I’ve since learned to love every part of myself and my life even the bad moments that make life seem like it’s all going to end. All we can do is love and with that love anything amazing can happen, and I honestly know that to be true.

We’d love to hear more about your work and what you are currently focused on. What else should we know?
I don’t like calling myself an artist even though in my opinion, I have accomplished many great artistic feats. I never know what title to introduce myself with. Do I say actor? Do I say comedian? Musician? I like to say that I’m just a guy.

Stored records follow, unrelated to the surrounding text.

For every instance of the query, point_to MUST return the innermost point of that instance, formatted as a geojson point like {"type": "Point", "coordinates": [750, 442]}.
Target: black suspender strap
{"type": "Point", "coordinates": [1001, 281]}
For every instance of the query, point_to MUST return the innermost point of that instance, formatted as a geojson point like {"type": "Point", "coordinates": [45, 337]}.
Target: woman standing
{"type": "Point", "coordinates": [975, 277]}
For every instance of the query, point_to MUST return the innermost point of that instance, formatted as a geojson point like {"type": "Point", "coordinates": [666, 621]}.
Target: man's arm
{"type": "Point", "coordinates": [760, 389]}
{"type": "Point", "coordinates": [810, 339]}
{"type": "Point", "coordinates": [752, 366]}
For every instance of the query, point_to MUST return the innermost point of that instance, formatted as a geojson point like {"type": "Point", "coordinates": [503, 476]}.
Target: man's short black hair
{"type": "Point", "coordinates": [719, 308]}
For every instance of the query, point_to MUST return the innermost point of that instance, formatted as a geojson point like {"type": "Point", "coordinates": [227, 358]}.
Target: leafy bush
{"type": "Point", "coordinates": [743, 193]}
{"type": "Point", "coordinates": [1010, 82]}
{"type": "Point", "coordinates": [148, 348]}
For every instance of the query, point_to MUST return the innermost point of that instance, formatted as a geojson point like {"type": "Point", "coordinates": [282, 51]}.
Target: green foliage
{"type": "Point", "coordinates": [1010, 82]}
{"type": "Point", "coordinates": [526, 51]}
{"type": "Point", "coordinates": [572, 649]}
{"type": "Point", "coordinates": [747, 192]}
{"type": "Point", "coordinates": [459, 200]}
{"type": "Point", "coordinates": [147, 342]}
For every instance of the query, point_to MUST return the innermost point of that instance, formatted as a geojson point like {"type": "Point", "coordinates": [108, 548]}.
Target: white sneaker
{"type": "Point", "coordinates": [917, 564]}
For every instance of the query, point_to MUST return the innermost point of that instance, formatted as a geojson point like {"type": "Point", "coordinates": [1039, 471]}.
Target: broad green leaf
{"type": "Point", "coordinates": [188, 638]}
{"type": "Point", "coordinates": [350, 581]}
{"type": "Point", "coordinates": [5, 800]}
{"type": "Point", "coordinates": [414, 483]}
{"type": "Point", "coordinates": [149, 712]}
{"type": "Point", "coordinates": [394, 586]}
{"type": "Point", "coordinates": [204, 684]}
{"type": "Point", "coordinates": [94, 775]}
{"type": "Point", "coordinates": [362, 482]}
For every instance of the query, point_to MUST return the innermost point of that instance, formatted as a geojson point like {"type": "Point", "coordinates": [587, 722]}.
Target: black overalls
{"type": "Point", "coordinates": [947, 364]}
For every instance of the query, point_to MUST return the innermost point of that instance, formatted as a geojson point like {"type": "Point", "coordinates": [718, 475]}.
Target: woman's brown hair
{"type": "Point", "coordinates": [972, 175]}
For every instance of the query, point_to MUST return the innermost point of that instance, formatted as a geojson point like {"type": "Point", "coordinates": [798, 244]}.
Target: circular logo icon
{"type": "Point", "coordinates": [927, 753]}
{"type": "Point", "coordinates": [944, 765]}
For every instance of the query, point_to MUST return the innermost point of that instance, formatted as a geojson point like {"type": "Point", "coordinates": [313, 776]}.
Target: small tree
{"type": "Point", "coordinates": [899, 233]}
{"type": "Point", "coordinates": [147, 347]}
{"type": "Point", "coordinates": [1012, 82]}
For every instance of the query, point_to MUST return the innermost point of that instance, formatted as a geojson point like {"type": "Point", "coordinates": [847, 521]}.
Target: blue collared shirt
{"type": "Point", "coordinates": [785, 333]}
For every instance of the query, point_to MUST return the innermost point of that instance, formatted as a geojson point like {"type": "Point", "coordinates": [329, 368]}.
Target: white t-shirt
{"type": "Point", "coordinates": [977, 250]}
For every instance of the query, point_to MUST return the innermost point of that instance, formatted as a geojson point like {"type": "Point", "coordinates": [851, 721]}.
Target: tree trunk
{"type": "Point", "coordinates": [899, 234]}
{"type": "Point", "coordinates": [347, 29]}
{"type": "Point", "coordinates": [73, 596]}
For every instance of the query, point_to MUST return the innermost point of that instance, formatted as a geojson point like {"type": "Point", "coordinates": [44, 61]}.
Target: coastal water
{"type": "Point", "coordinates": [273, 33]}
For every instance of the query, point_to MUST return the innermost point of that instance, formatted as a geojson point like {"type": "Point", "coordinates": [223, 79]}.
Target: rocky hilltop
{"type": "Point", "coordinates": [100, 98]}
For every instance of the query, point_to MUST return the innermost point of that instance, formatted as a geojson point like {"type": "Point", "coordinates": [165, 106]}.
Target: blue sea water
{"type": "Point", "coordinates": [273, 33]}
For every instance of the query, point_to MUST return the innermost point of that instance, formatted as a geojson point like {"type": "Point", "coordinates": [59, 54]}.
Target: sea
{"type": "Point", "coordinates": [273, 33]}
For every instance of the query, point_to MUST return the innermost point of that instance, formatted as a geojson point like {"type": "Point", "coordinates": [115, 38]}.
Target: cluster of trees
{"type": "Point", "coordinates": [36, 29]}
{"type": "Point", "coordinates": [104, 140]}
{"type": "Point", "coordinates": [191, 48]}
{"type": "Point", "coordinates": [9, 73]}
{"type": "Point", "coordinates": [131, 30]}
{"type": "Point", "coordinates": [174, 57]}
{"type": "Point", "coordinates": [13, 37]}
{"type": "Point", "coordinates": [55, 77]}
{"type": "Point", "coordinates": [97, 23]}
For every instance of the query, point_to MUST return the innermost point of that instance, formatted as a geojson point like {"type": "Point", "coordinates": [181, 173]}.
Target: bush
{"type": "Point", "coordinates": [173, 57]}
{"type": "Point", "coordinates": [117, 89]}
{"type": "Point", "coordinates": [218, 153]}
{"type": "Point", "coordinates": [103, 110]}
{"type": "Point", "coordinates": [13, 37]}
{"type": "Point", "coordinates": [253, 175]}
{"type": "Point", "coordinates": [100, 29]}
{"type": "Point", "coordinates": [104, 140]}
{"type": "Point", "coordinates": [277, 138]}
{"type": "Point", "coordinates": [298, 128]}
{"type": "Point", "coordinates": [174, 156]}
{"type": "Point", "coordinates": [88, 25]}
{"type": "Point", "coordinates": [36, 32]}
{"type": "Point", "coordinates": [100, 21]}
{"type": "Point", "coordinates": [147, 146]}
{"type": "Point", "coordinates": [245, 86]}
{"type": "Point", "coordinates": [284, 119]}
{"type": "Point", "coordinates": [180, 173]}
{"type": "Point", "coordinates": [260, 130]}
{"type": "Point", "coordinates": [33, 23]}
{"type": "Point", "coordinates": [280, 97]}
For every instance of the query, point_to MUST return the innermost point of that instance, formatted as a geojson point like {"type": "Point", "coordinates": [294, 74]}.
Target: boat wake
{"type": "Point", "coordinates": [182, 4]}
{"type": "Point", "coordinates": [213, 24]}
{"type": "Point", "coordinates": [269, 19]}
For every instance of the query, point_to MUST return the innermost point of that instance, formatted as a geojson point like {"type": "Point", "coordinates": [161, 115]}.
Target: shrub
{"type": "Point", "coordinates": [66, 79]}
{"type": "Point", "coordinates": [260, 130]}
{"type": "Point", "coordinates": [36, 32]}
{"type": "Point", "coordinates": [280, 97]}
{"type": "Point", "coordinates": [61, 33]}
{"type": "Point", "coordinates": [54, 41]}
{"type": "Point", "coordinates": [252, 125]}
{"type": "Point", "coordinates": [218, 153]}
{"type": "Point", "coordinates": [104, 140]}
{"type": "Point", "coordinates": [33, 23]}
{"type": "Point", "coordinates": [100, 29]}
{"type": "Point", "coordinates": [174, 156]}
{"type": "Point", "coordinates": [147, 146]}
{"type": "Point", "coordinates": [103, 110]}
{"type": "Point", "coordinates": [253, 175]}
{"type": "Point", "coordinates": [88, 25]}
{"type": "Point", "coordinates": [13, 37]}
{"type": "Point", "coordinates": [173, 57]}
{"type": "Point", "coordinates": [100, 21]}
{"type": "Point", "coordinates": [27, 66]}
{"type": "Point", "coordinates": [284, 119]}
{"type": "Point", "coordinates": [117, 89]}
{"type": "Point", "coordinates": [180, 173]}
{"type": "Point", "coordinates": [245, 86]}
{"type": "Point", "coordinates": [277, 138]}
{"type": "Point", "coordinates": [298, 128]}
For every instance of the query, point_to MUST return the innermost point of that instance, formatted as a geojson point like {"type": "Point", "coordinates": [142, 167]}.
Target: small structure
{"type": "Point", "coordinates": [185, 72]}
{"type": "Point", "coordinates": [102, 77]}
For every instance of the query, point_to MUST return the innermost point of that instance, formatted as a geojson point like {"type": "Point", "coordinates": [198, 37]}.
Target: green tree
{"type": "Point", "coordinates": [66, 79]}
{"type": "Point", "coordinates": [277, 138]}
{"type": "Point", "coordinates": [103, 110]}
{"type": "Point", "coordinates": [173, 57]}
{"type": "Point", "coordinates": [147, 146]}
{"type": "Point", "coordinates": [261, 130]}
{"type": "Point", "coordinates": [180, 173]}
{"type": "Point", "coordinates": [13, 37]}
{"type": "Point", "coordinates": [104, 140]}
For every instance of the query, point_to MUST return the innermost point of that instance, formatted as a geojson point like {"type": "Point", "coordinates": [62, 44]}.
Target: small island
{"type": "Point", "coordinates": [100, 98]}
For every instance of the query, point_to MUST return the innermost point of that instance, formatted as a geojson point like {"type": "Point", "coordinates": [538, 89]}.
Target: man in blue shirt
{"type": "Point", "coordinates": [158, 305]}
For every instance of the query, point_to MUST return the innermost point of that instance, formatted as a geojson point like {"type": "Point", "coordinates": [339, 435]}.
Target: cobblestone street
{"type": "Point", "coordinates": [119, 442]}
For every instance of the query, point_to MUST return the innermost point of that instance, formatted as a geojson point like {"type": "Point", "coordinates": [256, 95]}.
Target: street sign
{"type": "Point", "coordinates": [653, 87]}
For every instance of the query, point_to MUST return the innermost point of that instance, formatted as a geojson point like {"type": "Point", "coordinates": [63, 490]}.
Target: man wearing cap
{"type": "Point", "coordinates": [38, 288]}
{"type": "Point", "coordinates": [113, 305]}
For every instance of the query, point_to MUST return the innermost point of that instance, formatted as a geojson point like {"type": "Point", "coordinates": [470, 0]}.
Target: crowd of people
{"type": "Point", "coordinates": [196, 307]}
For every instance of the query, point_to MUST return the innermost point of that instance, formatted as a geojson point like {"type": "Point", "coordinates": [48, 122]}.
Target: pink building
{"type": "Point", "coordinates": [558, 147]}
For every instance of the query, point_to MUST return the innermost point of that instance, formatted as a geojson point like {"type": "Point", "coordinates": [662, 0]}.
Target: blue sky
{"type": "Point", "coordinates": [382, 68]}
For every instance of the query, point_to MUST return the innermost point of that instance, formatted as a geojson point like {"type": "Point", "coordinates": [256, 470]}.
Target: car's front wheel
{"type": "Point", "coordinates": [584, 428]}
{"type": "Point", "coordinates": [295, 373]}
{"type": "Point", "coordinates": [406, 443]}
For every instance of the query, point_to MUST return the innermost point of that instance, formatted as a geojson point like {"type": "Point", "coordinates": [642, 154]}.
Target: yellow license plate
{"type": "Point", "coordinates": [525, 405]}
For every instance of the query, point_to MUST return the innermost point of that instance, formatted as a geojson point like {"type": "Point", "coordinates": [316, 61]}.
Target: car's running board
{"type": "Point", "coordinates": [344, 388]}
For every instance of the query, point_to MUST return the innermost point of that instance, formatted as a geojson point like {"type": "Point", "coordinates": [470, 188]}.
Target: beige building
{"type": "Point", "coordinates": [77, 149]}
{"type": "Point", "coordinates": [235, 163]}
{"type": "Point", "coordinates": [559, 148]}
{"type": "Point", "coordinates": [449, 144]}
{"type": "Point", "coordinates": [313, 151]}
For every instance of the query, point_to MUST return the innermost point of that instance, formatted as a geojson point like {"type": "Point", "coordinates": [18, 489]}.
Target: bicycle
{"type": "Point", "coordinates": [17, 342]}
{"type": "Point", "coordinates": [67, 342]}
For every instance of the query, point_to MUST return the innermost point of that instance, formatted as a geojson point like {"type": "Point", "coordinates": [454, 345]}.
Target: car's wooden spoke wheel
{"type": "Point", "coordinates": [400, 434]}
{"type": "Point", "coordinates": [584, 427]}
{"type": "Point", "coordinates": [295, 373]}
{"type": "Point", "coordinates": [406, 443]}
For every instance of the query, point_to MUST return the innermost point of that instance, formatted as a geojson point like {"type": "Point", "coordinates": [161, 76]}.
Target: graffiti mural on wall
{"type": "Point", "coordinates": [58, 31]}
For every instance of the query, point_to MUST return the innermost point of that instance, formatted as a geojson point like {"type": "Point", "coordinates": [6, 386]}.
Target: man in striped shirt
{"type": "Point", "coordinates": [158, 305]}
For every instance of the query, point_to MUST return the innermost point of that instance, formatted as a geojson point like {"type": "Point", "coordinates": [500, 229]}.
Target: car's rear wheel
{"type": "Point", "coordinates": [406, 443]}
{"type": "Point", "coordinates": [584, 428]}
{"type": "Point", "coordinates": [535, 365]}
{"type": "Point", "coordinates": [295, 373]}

In my three years of performing stand up at a more professional level I’ve had the honor of performing in some of the biggest and best stages in New York and in LA. So that’s something to be very proud of. Just recently, I opened up for Adam Conover from the Tru TV show “Adam Ruins Everything.” I often find myself in the green room staring at the headshots of the comics that have performed on the same stage before me, and I ask myself do I deserve this? Though I’m not at all famous I’m most proud when a stranger recognizes me. Often time I’ll be somewhere and someone will come up to me and say hey I saw you perform comedy at such and such club. That’s the best feeling in the world for me.

I’ve been in and have worked on many independent films that I’m incredibly proud of. A big project I got to be a part of was an indie film called Odd Love that actually made It to Amazon Prime. Another cool accomplishment for me was being in a music video for an artist I really admire called Yung Heazy. The video was directed by Cherdleys who is an incredibly famous YouTuber. After the shoot, I was lucky enough to party with them and pick their minds. It’s always amazing to talk to people who have been incredibly successful in their craft.

I am currently recording all of my music too. Which still feels so new and a little bit scary for me. I just really hope people have a good reaction to the songs I make and I hope that my lyrics strike a chord with someone (pun intended).

Let’s touch on your thoughts about our city – what do you like the most and least?
As an LA native, I honestly think this is the best city in the whole entire world. There’s a certain energy about LA that is truly unbeatable. I’ve traveled a lot and nothing compares to home. Yeah, there’s traffic and sometimes it gets “too hot” but even that is part of the charm. The amount of art and potential for anything to happen is always so inspiring to me. People come from all around the world just to see the names of famous people on dirty stars all across Hollywood Blvd. There isn’t much to hate about this town, but I would say that the stigma of LA being full of fake people does often time ring true. I think we all need to be aware of this and know that there are also a bunch of diamonds in the rough.